For almost 40 years I am a jewelry designer and maker. I have always been an autodidact, and always found something new to learn. Over the years, I have stayed updated with the newest techniques and technologies, which I could implement in the jewelry field, and opened my mind for new options.
During the years I participated in different courses in order to “shake” my creativity and way of thinking. In 2012 I participated in Shoe Design Course at “The Guild” school. After graduating, I decided to put my time, my mind and creativity in shoe designing and making, and the jewelry ended up in a
vault for seven whole years. I have closed my jewelry gallery-shop in Dizengoff street, and moved into a beautiful place in Old Jaffa Port. An authentic cave-like space, facing the sea, which is a part of the old Armenian church. I had the need for basic "hands-on" handcrafting, and as simple as possible. That is why I chose to focus on wooden clogs. While working on my designs I thought “what can I do with a straight line of leather without using glue?”. This “restriction” opened many options and possibilities, and most of my clogs’ cuts are based on straight, pre-cut strips of leather. The clogs also had to be comfortable and easy to walk in, and I have refined the sole’s shape and material to the best comfort.
In the last year my longing for jewelry design and making reoccurred. Looking back at it, I now realize that I made the shift to shoes in order to go “back to basics” and leave, even for a while, any sophistication and
complexity behind, and use basic hand crafts. Using a hammer & nails, cutting, dyeing and sewing leather, and working in zen-like methods. When I felt the need, this year, to go back to jewelry, I along with it wanted to work again with the newest softwares and technology.
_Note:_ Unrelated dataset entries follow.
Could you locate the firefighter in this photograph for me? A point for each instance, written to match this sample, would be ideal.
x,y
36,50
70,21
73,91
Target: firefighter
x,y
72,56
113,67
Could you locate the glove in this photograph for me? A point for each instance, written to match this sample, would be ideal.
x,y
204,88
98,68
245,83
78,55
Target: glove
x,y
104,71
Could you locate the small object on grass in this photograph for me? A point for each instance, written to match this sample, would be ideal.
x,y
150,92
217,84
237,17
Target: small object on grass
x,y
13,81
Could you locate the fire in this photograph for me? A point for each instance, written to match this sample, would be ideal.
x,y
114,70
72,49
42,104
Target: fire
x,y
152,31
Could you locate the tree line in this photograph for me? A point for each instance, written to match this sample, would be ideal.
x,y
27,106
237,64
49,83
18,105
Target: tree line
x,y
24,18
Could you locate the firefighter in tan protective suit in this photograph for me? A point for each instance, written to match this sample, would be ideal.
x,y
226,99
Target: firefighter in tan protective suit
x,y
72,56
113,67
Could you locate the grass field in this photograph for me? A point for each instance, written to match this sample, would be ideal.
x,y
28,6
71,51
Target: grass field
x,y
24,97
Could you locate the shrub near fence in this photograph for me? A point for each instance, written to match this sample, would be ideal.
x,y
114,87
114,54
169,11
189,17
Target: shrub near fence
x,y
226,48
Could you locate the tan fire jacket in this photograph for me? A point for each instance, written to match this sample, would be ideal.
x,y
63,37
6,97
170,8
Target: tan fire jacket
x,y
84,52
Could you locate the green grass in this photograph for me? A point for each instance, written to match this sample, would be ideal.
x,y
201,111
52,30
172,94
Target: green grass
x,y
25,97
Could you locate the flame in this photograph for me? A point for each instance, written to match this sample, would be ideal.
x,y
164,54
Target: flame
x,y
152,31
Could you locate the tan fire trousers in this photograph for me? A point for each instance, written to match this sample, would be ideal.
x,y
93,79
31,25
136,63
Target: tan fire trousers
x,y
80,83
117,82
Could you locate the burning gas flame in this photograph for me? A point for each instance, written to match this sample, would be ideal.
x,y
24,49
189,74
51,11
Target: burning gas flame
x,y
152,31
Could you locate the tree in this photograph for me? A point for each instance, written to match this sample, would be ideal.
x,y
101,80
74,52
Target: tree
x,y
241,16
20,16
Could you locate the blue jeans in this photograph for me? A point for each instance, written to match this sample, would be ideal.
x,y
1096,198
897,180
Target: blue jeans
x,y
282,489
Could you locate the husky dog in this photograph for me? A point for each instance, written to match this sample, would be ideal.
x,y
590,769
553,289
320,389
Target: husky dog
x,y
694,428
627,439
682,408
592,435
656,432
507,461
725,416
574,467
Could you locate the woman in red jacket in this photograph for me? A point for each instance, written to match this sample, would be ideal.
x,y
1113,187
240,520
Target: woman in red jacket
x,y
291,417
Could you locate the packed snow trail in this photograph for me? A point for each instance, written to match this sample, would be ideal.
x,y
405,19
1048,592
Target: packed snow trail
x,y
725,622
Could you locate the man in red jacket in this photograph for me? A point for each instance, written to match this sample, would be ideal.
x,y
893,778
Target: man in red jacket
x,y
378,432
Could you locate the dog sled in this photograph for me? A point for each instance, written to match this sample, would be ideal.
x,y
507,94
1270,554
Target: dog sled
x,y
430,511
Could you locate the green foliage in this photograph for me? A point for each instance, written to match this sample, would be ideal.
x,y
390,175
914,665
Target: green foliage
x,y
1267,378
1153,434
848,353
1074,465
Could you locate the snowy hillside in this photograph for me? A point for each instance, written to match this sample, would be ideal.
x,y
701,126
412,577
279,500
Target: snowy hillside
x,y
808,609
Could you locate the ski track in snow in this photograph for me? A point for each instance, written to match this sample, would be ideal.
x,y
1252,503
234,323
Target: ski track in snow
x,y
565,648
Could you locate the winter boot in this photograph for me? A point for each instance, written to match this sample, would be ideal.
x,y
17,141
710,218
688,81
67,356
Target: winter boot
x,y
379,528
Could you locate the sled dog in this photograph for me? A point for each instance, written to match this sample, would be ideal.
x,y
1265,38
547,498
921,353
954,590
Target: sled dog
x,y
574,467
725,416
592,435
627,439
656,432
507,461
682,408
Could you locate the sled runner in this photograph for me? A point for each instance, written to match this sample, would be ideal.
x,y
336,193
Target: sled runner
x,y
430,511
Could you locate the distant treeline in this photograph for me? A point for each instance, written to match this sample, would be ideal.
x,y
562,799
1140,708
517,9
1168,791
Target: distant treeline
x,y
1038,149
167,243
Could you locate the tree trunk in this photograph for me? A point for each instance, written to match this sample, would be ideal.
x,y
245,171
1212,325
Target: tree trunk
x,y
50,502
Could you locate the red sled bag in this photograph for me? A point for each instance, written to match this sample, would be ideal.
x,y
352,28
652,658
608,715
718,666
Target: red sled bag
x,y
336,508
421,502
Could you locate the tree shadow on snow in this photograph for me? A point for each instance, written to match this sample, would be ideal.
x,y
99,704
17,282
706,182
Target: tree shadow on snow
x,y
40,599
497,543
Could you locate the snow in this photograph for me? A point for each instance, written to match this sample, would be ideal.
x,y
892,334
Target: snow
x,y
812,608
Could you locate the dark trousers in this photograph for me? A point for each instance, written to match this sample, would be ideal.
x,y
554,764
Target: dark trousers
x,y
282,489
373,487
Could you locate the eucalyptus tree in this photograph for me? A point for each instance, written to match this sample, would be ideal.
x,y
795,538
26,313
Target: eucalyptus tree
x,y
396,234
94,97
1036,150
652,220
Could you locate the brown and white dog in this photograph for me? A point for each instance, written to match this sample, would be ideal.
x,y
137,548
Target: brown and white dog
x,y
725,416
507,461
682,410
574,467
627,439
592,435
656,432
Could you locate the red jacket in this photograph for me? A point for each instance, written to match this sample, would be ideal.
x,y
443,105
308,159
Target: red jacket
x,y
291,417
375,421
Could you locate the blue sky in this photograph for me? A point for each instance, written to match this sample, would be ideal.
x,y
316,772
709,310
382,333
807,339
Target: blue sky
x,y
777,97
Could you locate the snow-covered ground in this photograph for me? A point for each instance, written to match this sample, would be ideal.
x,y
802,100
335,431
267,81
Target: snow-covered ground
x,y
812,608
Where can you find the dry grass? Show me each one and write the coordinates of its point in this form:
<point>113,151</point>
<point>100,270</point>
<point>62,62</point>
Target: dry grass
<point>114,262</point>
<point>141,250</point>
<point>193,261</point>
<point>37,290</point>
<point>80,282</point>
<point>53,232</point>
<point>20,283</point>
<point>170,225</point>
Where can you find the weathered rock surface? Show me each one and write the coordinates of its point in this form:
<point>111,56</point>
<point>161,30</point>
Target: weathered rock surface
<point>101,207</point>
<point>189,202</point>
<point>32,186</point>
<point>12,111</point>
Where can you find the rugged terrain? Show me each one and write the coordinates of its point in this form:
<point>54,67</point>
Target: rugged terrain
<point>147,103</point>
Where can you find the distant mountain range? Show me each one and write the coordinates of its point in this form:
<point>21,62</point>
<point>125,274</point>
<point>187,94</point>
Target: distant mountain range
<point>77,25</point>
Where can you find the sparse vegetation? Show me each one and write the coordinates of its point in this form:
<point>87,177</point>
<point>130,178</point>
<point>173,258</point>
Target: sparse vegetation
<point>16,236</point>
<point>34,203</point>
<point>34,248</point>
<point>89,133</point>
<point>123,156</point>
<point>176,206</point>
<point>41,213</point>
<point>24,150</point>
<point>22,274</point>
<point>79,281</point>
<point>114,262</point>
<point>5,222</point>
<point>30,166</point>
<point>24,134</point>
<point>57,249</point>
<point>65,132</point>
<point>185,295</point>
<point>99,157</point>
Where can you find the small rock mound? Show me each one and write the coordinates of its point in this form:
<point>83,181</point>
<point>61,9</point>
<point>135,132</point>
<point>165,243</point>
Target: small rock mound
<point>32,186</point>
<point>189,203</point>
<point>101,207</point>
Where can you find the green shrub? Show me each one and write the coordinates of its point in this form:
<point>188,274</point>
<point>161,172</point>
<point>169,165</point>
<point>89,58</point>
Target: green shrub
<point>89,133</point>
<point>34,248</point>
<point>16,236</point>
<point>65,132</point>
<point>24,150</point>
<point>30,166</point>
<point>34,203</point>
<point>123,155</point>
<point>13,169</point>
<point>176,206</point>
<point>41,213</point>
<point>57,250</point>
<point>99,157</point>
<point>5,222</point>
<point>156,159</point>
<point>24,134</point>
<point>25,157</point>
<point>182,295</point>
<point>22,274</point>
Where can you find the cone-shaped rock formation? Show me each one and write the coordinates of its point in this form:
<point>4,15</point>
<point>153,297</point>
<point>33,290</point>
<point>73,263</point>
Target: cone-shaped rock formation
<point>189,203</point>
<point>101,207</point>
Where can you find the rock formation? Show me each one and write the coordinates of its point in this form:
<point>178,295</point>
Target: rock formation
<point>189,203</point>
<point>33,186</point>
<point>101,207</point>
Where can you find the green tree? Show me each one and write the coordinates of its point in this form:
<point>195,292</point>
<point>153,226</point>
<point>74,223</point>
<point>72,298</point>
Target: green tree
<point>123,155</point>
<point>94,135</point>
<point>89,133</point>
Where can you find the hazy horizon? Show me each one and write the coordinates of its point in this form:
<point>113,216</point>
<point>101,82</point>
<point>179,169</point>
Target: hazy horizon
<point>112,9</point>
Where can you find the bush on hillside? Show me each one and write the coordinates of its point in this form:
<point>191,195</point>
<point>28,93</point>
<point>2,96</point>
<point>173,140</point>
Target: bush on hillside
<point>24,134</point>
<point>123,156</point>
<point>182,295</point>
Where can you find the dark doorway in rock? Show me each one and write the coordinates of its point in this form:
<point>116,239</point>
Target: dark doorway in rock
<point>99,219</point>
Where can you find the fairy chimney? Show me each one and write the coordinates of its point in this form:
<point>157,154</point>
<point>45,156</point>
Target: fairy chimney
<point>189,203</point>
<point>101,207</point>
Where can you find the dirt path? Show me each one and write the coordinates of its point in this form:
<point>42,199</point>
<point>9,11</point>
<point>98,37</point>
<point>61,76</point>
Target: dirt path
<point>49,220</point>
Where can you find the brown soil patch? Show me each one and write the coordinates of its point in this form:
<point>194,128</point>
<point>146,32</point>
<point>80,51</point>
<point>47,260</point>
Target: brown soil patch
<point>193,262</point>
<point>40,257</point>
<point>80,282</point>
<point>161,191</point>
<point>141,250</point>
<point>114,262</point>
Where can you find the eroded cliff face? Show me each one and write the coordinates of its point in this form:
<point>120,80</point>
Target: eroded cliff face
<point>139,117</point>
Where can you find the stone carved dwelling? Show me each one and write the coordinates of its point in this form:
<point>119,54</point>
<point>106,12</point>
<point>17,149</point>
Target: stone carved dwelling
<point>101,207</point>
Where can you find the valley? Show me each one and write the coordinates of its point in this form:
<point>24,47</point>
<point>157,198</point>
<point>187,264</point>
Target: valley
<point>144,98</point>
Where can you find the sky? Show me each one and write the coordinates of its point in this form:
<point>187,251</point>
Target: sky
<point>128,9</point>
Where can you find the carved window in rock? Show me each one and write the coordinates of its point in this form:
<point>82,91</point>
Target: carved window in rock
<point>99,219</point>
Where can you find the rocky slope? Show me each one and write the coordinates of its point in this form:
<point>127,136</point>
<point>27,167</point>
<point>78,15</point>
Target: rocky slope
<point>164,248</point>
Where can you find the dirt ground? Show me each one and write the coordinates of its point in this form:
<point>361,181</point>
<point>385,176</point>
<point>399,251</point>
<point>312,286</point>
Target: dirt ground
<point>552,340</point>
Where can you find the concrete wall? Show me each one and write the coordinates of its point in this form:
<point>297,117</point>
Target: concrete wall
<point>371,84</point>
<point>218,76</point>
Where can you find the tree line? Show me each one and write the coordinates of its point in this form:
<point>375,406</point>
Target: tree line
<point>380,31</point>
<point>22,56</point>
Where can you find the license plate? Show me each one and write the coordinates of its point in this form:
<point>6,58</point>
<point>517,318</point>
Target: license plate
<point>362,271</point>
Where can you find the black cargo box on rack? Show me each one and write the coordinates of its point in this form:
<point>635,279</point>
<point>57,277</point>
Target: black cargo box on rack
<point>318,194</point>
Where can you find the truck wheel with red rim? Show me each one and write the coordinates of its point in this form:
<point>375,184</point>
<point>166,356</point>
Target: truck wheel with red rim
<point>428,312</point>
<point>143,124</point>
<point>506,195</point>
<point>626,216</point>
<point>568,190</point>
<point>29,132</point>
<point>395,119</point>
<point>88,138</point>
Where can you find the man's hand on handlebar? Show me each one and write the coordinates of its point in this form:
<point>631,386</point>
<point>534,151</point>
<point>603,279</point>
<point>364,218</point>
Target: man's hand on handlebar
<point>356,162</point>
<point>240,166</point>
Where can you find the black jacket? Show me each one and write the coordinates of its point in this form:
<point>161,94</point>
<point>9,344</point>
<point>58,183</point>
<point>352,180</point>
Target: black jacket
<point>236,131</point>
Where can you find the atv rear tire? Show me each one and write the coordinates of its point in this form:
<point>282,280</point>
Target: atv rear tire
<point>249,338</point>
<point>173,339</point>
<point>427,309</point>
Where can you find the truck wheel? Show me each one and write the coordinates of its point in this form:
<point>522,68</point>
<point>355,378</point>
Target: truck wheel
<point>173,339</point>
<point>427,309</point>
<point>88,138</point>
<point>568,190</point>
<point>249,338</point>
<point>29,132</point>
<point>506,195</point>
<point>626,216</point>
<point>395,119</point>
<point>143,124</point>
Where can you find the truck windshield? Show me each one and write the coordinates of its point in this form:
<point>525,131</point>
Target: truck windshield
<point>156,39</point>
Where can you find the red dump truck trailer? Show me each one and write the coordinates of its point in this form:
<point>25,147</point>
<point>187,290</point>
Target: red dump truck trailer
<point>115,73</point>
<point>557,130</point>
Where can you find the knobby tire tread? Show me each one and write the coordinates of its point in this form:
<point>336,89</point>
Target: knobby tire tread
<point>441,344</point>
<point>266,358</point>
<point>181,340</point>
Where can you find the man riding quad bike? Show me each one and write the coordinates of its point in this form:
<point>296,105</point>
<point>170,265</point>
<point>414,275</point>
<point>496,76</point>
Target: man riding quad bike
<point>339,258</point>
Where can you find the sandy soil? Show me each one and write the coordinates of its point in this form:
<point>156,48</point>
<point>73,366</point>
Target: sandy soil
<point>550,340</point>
In this “comeback” I have explored the Mashrabiya Islamic architectural elements and the action of subtracting from a volume of material. In the Islamic architecture the Mashrabiya is used to shade from the burning sun, while still letting air and light to go through into the house, and allowing the wind to cool it. During the years the Mashrabiya interpreted by many modern designers and architects, including Jean Nobelle, Zaha Hadid, and Aedas Architects.
In my latest jewelry collections I came back to dealing with square rings, which are as much wearable as they are sculptural small objects. For me, rings have always been the ultimate jewel. They are placed on the hand, and much like shoes are in the wearers’ range of sight, allowing them to see it in the context of their own daily life. It is located outside the personal space, and being a statement piece, it triggers a conversation and human communication around it.
In the new design of our studio store in the Old Jaffa port, the spotlight is back on the jewelry, as they get a significant place in our display.